We can see an immediate big jump in performance. Even without comparing the per-operation timing, we can see that each 30-second run performed just under 10x the number of operations in total. We have one last tool that we can use to put this in context: benchstat. This is a handy tool that will look at the results of two benchmarks and calculate the difference in performance for us. Let’s first install it using the Go CLI:

go install golang.org/x/perf/cmd/benchstat@latest

Then, we need to write the benchmark results to two files. For the sake of brevity, it would look something like this:

# Start with our initial math.Pow() implementation
go test -bench=BenchmarkMonteCarlo -benchtime=30s -count=5 | tee mc_pow.txt
# ... Update the code to square by multiplication
go test -bench=BenchmarkMonteCarlo -benchtime=30s -count=5 | tee mc_square.txt

Then, once we have our two files, we can feed them into benchstat, providing the old benchmark first followed by the new one:

benchstat mc_pow.txt mc_square.txt

name           old time/op  new time/op  delta
MonteCarlo-16  59.7ms ± 9%   6.1ms ± 0%  -89.86%  (p=0.016 n=5+4)

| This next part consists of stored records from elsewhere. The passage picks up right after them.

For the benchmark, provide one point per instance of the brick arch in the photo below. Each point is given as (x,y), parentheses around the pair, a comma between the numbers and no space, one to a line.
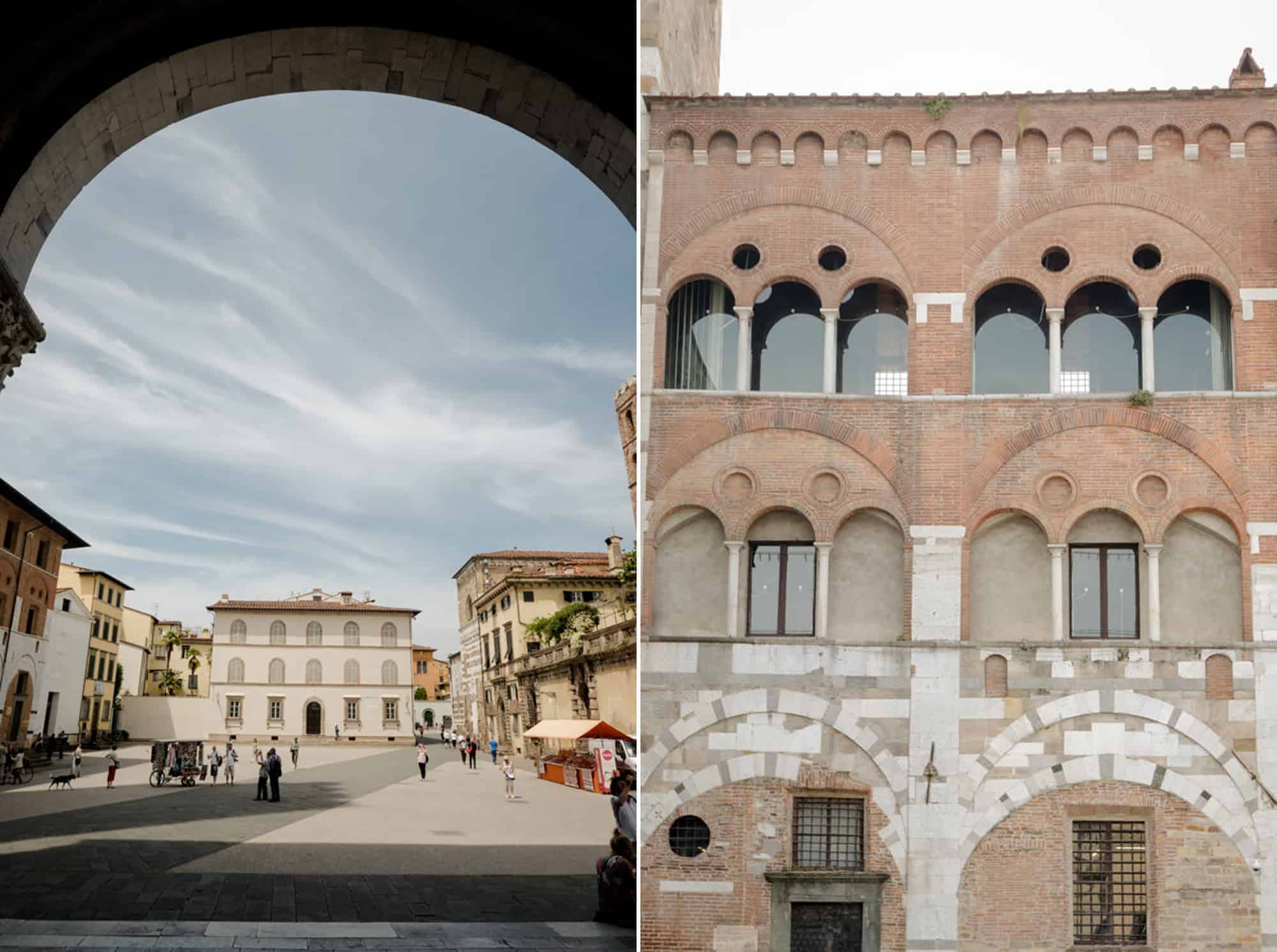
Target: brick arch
(1101,702)
(1214,455)
(1215,236)
(1130,770)
(780,419)
(179,84)
(840,203)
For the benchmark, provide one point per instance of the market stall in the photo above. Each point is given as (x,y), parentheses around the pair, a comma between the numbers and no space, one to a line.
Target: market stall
(591,771)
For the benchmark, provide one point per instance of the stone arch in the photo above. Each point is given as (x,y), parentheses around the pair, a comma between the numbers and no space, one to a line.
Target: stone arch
(1109,702)
(1200,223)
(872,448)
(840,203)
(173,84)
(1131,770)
(1214,455)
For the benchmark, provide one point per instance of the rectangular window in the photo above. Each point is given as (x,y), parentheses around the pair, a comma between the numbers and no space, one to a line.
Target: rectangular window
(829,833)
(1105,591)
(782,589)
(1110,896)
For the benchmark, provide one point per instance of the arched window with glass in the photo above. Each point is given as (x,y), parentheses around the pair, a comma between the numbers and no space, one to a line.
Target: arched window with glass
(789,340)
(1012,351)
(1101,349)
(1193,338)
(873,342)
(702,337)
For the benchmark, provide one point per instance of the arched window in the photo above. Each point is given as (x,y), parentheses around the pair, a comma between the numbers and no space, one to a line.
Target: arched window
(874,342)
(700,337)
(1193,338)
(789,341)
(1219,678)
(1101,341)
(1012,349)
(995,677)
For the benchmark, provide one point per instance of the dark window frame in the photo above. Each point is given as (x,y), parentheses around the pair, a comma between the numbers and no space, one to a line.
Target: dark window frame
(781,595)
(855,842)
(1104,591)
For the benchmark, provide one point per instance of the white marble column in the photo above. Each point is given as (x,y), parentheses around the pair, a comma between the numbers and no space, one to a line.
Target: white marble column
(744,344)
(1146,345)
(823,586)
(1054,317)
(831,315)
(734,587)
(1155,591)
(1058,550)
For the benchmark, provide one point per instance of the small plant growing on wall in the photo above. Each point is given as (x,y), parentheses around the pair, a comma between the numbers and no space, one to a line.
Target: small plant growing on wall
(938,106)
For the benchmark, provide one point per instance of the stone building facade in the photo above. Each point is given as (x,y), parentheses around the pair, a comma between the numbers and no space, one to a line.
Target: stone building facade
(960,536)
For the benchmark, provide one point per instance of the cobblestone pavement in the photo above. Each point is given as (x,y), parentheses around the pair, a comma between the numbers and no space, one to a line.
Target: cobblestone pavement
(358,836)
(174,935)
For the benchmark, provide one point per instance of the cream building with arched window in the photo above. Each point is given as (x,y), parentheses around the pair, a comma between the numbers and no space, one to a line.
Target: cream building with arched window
(314,665)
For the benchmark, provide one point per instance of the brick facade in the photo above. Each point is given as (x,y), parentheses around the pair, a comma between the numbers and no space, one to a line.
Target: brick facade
(944,676)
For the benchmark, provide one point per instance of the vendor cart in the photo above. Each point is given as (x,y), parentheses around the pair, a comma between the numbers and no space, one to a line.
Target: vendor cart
(178,760)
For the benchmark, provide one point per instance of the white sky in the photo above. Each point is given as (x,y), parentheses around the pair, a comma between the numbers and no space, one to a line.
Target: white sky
(826,46)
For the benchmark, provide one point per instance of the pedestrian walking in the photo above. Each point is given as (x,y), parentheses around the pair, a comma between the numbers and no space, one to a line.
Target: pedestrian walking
(275,770)
(262,774)
(113,761)
(509,770)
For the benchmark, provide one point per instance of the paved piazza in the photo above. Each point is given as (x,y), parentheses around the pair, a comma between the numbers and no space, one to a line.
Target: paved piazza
(358,838)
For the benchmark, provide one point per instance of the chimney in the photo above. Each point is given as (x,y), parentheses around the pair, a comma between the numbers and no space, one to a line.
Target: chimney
(1247,75)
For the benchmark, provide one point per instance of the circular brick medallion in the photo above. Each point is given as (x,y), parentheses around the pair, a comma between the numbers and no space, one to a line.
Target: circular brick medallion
(1057,490)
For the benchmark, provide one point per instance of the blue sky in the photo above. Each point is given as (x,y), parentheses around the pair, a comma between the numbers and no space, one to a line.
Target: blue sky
(338,340)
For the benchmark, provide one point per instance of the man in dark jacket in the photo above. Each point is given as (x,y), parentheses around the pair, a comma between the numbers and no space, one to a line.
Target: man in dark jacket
(274,767)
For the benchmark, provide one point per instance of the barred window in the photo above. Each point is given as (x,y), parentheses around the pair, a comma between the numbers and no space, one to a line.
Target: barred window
(1110,895)
(829,833)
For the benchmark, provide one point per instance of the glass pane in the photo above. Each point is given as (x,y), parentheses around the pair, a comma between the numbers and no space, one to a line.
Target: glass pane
(1086,593)
(1012,355)
(1122,594)
(766,590)
(801,590)
(872,349)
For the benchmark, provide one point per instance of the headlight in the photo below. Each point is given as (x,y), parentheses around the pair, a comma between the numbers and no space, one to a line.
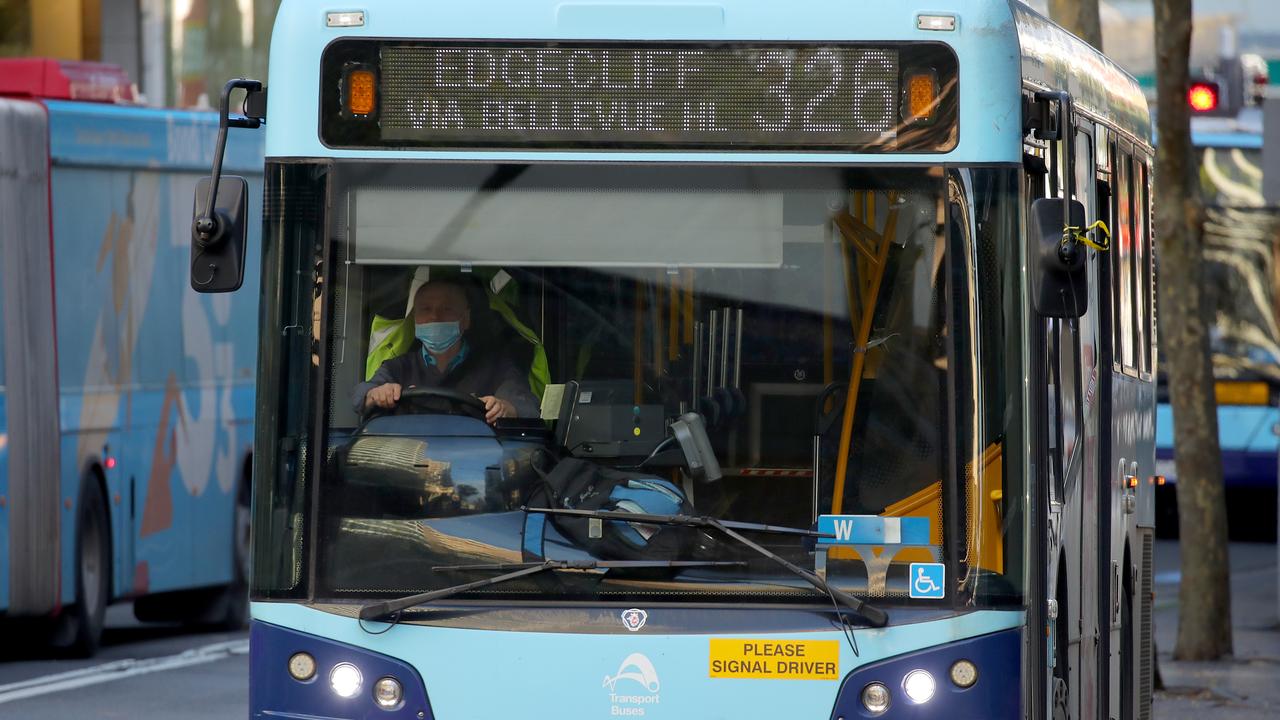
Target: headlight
(388,693)
(344,679)
(876,698)
(964,674)
(918,686)
(302,666)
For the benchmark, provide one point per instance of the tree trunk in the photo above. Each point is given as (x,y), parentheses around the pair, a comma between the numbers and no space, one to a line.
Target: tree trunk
(1205,602)
(1079,17)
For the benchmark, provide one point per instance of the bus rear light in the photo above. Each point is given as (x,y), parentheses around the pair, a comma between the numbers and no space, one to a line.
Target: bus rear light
(361,95)
(937,23)
(353,18)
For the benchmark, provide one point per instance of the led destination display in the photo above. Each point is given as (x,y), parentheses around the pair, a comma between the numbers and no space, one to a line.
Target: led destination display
(826,96)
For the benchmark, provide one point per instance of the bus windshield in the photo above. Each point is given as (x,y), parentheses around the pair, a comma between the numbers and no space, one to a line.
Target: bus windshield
(826,323)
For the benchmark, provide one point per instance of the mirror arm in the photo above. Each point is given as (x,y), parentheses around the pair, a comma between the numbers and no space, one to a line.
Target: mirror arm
(209,226)
(1068,251)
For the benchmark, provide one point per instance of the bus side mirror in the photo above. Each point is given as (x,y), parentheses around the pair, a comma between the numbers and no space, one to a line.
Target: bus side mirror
(219,220)
(218,240)
(1059,276)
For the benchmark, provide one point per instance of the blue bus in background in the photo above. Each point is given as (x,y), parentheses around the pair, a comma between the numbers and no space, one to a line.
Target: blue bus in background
(835,414)
(126,399)
(1242,246)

With a delta of -89.86% we can see that our new implementation is much faster!

Where Do We Go From Here?

There’s a lot more that we could get into, but I think we’ve covered quite a bit for one post. There’s a lot of great resources on profiling Go code that I’m still working through myself. A great starting place is Profiling Go Programs on The Go Blog, as well as diving in more with pprof, which also offers great features such as a web interface and the ability to generate flame graphs. Finally, you can find all the code used in this blog on my GitHub. Thanks for reading!